Le phénomène de la fonte des glaces se retrouve ailleurs dans le monde, de l’Alaska, à la Patagonie, en passant par les Alpes. Les glaciers “ont perdu plus de 9 000 milliards de tonnes de glace depuis 1961, contribuant à l’élévation du niveau des mers”. Et les glaciers continentaux seront les plus touchés par le réchauffement que les calottes glaciaires du Groenland ou de l’Antarctique.

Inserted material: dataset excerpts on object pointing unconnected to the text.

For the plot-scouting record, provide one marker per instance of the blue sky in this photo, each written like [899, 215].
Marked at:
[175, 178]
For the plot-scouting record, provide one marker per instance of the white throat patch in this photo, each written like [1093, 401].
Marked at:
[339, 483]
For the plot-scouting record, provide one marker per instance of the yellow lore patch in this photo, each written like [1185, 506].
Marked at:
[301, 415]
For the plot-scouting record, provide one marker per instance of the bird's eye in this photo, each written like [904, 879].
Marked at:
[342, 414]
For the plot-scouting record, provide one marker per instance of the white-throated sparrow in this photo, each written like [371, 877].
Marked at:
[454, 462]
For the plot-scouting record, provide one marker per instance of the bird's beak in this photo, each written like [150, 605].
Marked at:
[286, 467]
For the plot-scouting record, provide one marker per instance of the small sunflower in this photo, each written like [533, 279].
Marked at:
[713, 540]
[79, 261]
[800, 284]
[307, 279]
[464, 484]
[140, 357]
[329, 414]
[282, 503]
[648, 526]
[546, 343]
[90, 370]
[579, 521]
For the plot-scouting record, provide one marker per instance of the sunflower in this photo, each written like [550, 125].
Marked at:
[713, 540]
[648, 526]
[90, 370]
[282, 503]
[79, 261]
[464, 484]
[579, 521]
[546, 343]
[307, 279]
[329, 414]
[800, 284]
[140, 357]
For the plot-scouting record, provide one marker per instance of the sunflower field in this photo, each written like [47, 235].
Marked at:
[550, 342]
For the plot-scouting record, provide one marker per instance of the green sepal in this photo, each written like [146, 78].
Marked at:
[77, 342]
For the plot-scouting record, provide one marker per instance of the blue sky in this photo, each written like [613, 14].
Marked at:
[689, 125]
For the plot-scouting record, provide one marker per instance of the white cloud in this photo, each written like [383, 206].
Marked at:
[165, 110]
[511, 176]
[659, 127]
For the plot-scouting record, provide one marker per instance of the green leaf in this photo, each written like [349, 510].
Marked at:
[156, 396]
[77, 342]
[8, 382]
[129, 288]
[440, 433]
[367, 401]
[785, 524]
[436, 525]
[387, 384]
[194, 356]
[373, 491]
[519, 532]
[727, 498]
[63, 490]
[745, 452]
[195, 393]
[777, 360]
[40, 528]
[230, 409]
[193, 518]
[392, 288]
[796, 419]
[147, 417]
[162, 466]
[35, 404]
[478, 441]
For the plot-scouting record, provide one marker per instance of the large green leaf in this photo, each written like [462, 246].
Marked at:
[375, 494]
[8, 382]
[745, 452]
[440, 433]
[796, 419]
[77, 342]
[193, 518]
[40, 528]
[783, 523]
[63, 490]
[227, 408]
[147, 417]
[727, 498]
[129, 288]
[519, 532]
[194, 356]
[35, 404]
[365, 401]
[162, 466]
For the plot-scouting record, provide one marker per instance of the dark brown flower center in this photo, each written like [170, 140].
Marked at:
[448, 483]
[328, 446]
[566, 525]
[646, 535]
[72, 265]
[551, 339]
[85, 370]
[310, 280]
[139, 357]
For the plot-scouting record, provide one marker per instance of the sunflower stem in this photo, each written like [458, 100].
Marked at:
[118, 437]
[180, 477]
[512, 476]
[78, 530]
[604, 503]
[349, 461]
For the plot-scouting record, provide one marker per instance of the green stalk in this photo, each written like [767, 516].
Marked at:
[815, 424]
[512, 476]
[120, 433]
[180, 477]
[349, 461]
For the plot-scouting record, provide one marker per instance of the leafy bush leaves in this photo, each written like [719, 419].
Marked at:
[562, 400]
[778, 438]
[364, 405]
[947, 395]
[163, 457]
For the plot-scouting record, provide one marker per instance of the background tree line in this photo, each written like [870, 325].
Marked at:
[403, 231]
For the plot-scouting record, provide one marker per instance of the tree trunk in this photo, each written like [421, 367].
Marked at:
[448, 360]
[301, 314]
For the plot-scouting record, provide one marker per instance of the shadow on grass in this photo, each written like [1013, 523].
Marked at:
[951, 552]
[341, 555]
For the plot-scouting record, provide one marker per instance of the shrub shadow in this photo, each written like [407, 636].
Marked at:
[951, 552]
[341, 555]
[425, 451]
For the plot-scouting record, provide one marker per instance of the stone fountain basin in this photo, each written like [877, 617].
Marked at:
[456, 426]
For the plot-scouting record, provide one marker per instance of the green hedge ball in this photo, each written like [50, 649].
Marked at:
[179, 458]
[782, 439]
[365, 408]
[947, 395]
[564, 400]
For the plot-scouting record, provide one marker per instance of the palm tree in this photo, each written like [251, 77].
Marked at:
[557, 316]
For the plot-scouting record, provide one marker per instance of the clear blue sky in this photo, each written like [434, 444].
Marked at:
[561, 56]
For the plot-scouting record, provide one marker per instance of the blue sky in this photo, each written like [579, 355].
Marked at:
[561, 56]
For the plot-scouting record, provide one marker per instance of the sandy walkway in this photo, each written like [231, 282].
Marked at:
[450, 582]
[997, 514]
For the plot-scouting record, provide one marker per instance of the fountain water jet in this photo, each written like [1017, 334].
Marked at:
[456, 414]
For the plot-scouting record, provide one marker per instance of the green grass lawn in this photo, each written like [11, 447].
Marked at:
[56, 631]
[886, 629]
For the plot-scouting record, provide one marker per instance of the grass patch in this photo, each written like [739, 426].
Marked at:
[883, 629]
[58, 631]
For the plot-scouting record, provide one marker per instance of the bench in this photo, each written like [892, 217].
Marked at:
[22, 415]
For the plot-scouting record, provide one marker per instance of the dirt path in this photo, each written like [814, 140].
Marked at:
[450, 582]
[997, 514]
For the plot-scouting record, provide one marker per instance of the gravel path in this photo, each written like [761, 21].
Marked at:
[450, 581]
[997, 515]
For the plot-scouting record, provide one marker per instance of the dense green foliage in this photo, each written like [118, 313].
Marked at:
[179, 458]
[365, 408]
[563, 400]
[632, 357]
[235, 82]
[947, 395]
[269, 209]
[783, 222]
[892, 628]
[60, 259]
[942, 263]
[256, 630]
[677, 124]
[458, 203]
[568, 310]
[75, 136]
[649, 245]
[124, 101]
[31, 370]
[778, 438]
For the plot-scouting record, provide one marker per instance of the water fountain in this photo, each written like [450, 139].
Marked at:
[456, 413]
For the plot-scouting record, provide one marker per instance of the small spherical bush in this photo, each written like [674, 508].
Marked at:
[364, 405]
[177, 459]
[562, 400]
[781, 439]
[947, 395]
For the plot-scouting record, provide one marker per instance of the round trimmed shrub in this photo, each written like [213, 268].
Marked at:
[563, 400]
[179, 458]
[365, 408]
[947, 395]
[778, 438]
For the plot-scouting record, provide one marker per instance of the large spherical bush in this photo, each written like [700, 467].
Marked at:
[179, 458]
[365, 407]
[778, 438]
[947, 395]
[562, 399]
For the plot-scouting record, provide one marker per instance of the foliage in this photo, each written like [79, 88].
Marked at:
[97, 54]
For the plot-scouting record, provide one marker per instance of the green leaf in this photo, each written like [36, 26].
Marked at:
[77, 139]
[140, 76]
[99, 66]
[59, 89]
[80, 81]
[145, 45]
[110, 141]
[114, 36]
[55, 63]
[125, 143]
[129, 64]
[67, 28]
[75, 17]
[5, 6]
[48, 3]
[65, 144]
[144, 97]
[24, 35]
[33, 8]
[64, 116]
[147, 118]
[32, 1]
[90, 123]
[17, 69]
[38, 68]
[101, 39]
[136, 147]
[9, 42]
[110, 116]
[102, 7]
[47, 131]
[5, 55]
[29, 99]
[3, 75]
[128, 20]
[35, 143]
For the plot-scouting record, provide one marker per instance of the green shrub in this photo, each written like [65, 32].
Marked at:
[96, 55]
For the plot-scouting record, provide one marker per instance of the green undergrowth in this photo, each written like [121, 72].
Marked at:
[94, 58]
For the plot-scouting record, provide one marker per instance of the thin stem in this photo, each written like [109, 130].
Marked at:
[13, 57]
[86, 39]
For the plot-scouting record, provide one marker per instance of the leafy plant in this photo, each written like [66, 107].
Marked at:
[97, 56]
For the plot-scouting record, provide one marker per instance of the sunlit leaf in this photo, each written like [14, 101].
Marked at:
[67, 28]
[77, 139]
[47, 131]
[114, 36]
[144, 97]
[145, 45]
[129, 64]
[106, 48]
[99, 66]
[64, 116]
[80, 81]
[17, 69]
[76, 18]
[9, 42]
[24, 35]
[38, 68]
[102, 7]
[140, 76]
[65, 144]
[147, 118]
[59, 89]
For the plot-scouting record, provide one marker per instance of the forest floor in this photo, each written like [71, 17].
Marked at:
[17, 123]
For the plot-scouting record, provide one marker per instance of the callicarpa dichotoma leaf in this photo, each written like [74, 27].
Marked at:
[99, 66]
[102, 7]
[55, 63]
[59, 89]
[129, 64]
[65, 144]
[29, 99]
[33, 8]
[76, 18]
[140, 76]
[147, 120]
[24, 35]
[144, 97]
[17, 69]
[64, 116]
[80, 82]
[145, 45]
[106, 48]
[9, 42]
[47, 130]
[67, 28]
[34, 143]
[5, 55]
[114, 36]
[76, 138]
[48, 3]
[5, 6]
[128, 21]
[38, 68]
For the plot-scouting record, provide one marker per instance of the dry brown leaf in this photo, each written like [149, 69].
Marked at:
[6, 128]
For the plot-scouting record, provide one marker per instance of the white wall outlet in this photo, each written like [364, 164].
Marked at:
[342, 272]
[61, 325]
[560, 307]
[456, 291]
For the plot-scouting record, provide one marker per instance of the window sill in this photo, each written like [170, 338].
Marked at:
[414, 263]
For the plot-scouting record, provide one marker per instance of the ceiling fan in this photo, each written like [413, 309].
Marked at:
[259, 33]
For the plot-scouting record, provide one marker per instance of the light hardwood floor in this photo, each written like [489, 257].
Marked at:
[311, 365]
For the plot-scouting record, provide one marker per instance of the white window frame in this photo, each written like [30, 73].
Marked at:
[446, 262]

  • L’Occitanie : entre sécheresses, inondations, et diminution de l’enneigement

Avec un réchauffement attendu entre 2 et 7°C d’ici 2100, outre les impacts sur le tourisme, l’agriculture, ou la production hydroélectrique, la population devra se préparer à affronter davantage de phénomènes climatiques extrêmes, des risques naturels accrus, des réserves d’eau réduites et de qualité moindre, sans oublier les impacts sur la biodiversité. Le Pic du Midi a enregistré un record de chaleur, en été 2018, le plus chaud depuis 130 ans selon l’Observatoire des Pyrénées qui a relevé un record de plus de 100 jours sans gel. Météo France et des météorologistes espagnols ont montré qu’entre 1959 et 2010, “les températures moyennes dans les Pyrénées ont augmenté de 1,2 °C, bien que le réchauffement n’ait été ni constant, ni régulier.”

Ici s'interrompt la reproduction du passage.